Le nouveau film du réalisateur Bruno Dumont ne ressemble en rien à ses précédents, comme de coutume. Il devait initialement s’inspirer de l’ouvrage de Charles Péguy Par ce demi-clair matin, mais sans doute a-t-il voulu poursuivre à sa manière la réflexion de l’écrivain. À travers France, Bruno Dumont s’empare de l’actualité dans ce qu’elle a de plus clinquant et de plus perturbant. Son héroïne, France de Meurs — interprétée par Léa Seydoux — est l'archétype d’une frange de la population française bercée par les réseaux sociaux, bombardée par l’information et déconnectée de sa vie privée ; son nom, le symbole de ce phénomène grandissant. L’on pense tout de suite à Molière pour l’aspect satirique et à La vie est un songe de Calderon pour la mise en regard du réel et de l’illusion.
Journaliste adulée et brillante pour une chaîne d'information en continu, France mise tout sur l’apparence de son personnage, la mise en scène de ses reportages et à ses tenues toujours sophistiquées. Qu’elle se trouve en conférence de presse d’Emmanuel Macron ou à bord d’une barque pleine de migrants, son image seule importe.
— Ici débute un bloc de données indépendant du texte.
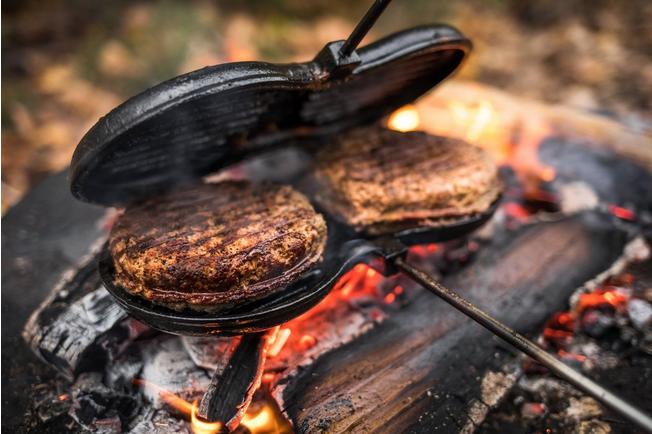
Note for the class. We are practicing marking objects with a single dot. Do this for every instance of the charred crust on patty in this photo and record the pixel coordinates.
(381, 181)
(214, 246)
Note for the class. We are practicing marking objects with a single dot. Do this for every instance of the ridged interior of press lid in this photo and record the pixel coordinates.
(195, 124)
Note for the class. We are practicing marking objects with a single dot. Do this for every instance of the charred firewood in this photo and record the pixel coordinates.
(427, 367)
(81, 328)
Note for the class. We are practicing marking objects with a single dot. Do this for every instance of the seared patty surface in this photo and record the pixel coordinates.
(215, 245)
(381, 181)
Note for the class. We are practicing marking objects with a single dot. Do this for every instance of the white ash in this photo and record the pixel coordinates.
(166, 364)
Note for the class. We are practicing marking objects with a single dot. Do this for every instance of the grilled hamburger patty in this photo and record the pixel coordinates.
(215, 245)
(381, 181)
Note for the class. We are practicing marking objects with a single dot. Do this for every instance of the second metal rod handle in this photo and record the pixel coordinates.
(528, 347)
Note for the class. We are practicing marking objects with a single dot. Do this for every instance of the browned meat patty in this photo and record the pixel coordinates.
(380, 181)
(215, 245)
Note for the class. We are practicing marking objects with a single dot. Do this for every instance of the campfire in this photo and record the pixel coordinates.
(361, 302)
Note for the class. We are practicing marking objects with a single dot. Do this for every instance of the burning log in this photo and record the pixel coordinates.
(81, 328)
(232, 388)
(414, 373)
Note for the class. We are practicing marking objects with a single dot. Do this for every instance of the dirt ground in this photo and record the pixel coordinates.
(66, 63)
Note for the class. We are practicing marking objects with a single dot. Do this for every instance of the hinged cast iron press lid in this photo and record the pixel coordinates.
(197, 123)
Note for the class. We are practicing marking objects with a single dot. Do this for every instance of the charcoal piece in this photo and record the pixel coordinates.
(232, 389)
(98, 408)
(210, 352)
(596, 323)
(614, 178)
(80, 328)
(167, 365)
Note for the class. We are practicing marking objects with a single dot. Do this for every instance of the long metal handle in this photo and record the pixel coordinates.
(363, 27)
(528, 347)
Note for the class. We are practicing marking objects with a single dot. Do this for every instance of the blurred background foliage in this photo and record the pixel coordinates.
(67, 62)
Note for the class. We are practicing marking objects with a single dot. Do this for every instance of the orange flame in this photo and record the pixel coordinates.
(259, 419)
(200, 426)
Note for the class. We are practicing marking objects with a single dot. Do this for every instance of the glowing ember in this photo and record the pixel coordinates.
(622, 213)
(404, 119)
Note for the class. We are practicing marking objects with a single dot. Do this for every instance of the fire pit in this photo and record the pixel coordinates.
(377, 354)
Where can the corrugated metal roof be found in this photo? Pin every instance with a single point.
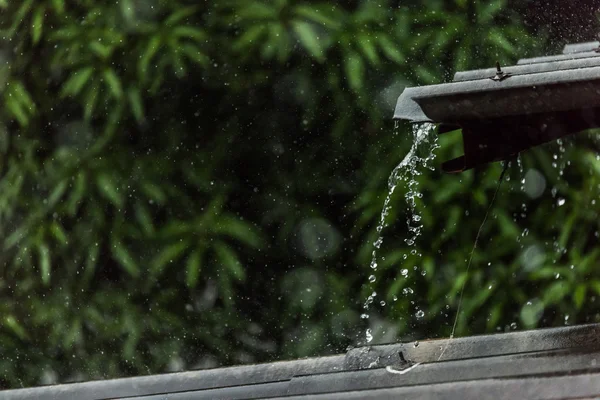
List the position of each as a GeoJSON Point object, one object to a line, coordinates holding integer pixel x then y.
{"type": "Point", "coordinates": [533, 102]}
{"type": "Point", "coordinates": [504, 366]}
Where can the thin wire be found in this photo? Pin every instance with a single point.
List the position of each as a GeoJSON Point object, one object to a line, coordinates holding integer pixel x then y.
{"type": "Point", "coordinates": [462, 289]}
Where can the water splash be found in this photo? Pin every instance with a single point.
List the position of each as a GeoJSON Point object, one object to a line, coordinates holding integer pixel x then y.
{"type": "Point", "coordinates": [420, 156]}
Son acolyte et assistante, à la grossièreté assumée, n’est autre que l’humoriste Blanche Gardin. Elle veille à ce que chaque mot, chaque action et chaque événement de la vie de la journaliste soit l’occasion d’un buzz ou d’être toujours plus aimée du public. Toujours un mot à la bouche pour faire basculer plus avant la bulle des médias et des réseaux sociaux dans le cynisme.
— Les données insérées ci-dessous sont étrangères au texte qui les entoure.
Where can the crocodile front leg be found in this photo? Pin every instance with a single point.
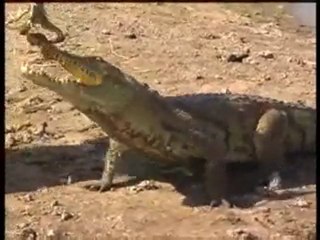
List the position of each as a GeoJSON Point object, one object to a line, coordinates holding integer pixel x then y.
{"type": "Point", "coordinates": [269, 140]}
{"type": "Point", "coordinates": [39, 16]}
{"type": "Point", "coordinates": [113, 154]}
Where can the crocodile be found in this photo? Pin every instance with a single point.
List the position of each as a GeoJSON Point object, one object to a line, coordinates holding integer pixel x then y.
{"type": "Point", "coordinates": [36, 15]}
{"type": "Point", "coordinates": [206, 130]}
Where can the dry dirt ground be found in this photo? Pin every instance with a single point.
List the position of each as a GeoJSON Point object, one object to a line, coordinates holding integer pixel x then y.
{"type": "Point", "coordinates": [175, 48]}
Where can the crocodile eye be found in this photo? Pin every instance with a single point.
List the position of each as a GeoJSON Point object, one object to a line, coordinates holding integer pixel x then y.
{"type": "Point", "coordinates": [91, 74]}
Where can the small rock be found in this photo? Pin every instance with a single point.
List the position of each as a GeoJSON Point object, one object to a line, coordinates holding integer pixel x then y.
{"type": "Point", "coordinates": [55, 203]}
{"type": "Point", "coordinates": [266, 54]}
{"type": "Point", "coordinates": [210, 36]}
{"type": "Point", "coordinates": [237, 57]}
{"type": "Point", "coordinates": [10, 140]}
{"type": "Point", "coordinates": [144, 185]}
{"type": "Point", "coordinates": [218, 77]}
{"type": "Point", "coordinates": [266, 78]}
{"type": "Point", "coordinates": [301, 203]}
{"type": "Point", "coordinates": [28, 197]}
{"type": "Point", "coordinates": [226, 91]}
{"type": "Point", "coordinates": [51, 233]}
{"type": "Point", "coordinates": [131, 36]}
{"type": "Point", "coordinates": [242, 234]}
{"type": "Point", "coordinates": [29, 234]}
{"type": "Point", "coordinates": [23, 225]}
{"type": "Point", "coordinates": [106, 32]}
{"type": "Point", "coordinates": [199, 77]}
{"type": "Point", "coordinates": [65, 216]}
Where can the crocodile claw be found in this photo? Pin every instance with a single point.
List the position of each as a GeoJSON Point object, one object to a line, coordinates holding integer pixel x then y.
{"type": "Point", "coordinates": [96, 185]}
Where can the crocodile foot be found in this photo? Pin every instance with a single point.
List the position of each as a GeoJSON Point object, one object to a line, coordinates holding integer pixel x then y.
{"type": "Point", "coordinates": [96, 185]}
{"type": "Point", "coordinates": [36, 14]}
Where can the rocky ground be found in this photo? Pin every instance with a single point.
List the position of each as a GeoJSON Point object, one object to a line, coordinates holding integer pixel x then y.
{"type": "Point", "coordinates": [175, 48]}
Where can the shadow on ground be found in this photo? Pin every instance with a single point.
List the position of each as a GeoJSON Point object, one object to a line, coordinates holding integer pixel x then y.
{"type": "Point", "coordinates": [29, 169]}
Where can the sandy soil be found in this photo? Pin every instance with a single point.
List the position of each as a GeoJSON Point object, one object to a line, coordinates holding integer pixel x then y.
{"type": "Point", "coordinates": [175, 48]}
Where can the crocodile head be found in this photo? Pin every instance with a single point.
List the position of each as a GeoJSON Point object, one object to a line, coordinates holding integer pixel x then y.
{"type": "Point", "coordinates": [95, 82]}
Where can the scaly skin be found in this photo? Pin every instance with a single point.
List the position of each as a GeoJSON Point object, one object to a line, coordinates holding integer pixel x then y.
{"type": "Point", "coordinates": [216, 128]}
{"type": "Point", "coordinates": [36, 14]}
La vie publique de France — fondée sur le jeu — semble plus réelle que sa vie quotidienne : son appartement ressemble à un musée, sa vie de famille est quasi inexistante, avec un mari et un fils avec lesquels ses liens sont très distants, elle n’a pas de véritables amis mais uniquement des relations professionnelles. Et si l’on ne croit pas à son bonheur, on ne croit pas non plus au bienfait du psychanalyste qu’elle consulte mécaniquement chaque semaine. Peu à peu, elle prend conscience de la représentation superficielle de son métier. Elle pleure facilement, sans jamais chercher à comprendre pourquoi. C’est un événement très anodin qui va faire basculer l’héroïne : elle renverse un scooter en voiture. Dès lors, elle ne cessera d’offrir des cadeaux au jeune homme (assez peu reconnaissant), et de l’argent à ses parents, en guise de réparation. Comme si cela lui faisait du bien de devenir humaine. Elle n’a pourtant pas le dixième de cette attention envers ses proches. C’est en tout cas cet accident qui la précipite en cure d’un mois en Suisse, là où les célébrités viennent soigner leur déprime.
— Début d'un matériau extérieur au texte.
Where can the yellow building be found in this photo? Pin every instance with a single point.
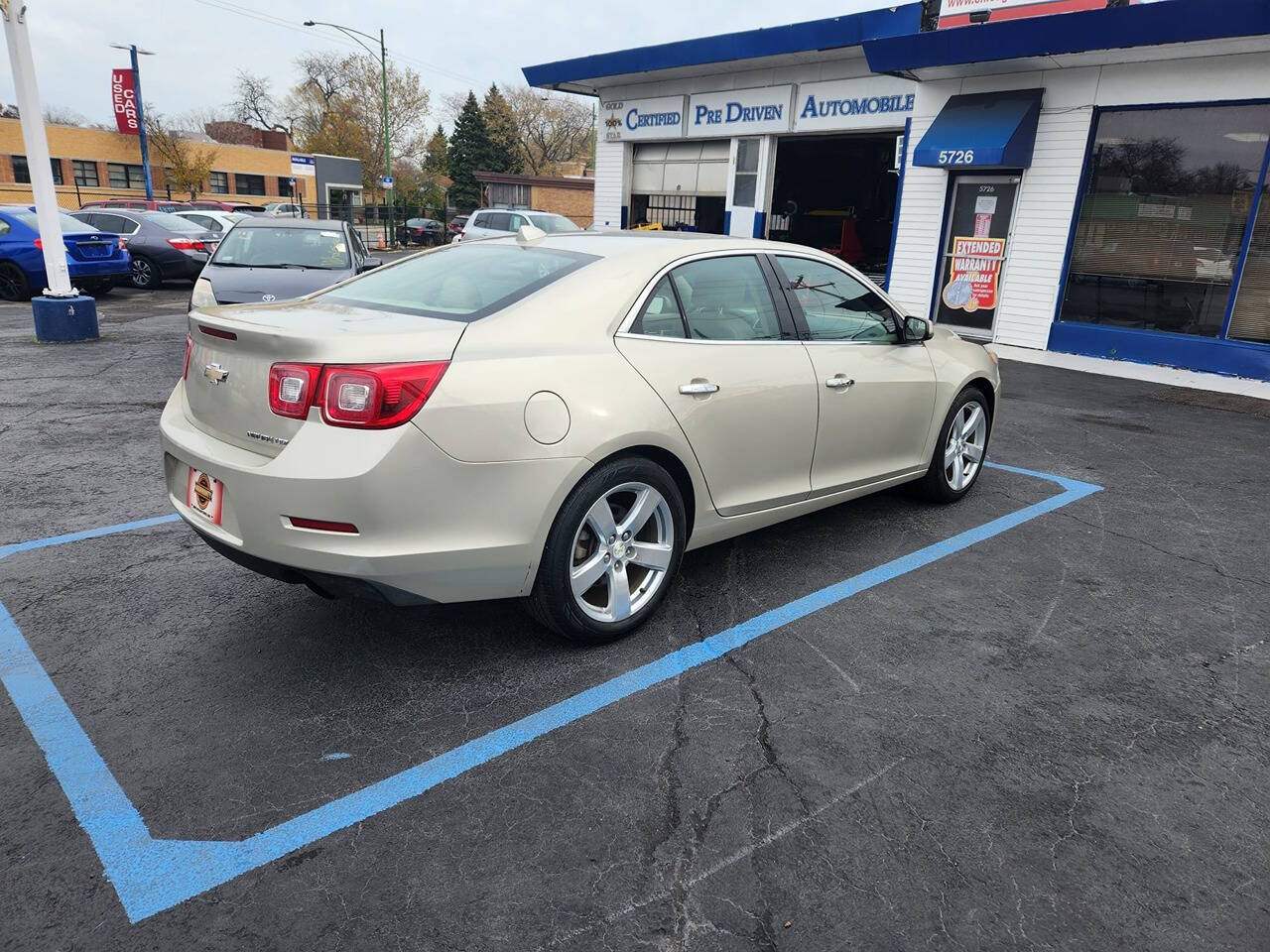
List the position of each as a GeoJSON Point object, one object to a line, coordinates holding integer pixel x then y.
{"type": "Point", "coordinates": [94, 164]}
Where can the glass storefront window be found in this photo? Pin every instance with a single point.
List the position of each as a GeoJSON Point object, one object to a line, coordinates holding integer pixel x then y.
{"type": "Point", "coordinates": [1164, 216]}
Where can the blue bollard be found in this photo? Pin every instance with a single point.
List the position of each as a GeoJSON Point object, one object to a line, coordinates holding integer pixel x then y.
{"type": "Point", "coordinates": [64, 318]}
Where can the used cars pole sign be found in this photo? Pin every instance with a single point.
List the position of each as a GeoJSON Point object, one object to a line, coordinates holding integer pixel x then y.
{"type": "Point", "coordinates": [123, 99]}
{"type": "Point", "coordinates": [643, 118]}
{"type": "Point", "coordinates": [740, 112]}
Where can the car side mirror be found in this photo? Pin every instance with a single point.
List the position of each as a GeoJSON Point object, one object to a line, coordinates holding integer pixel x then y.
{"type": "Point", "coordinates": [917, 329]}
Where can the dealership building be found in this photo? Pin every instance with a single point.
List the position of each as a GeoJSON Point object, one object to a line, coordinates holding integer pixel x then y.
{"type": "Point", "coordinates": [1087, 180]}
La progression du personnage de France nous perd et la rend tout à la fois insaisissable et touchante. On la croyait insensible et détestable, elle devient vulnérable, même amoureuse. On la croyait tout à son métier, on la découvre un peu perdue. Ne sachant plus si elle doit continuer à présenter son émission, elle ne parvient pourtant pas à laisser son costume de côté. Quitter la scène pour le réel serait bien trop brutal. C’est sans doute la violence de la contiguïté de deux scènes, à la fin du film, qui force à comprendre ce que le cœur de France de Meurs est devenu. On ne sait pas s’il est vide ou meurtri, habitué à jouer ou à côté. Quand elle débarque dans un coin du Nord de la France, perdu en pleine campagne, chez la femme d’un monstre violeur et meurtrier, elle recommence d’être humaine. Et pourtant, on ne peut s’empêcher de penser à elle quand la femme déclare : « Je n’aurais jamais cru avoir vécu avec un monstre toutes ces années ». Qui est-elle donc vraiment? « Qui voulez-vous être vraiment ? », nous demande le réalisateur. Un être entier qui met son coeur dans sa vie, ou bien ne le garde que pour les événements, les gros titres tragiques ? Le spectateur est le seul à avoir la clé de la résolution de l’histoire, avec toutes ses contradictions et ses leurres. Du moins doit-il s’efforcer de la trouver pour ne pas avoir envie de crier, seul face à l’absence de dénouement et au gouffre abyssal qu’il laisse.
France, de Bruno Dumont, avec Léa Seydoux, Blanche Gardin et Benjamin Biolay, 2h13, au cinéma le 25 août.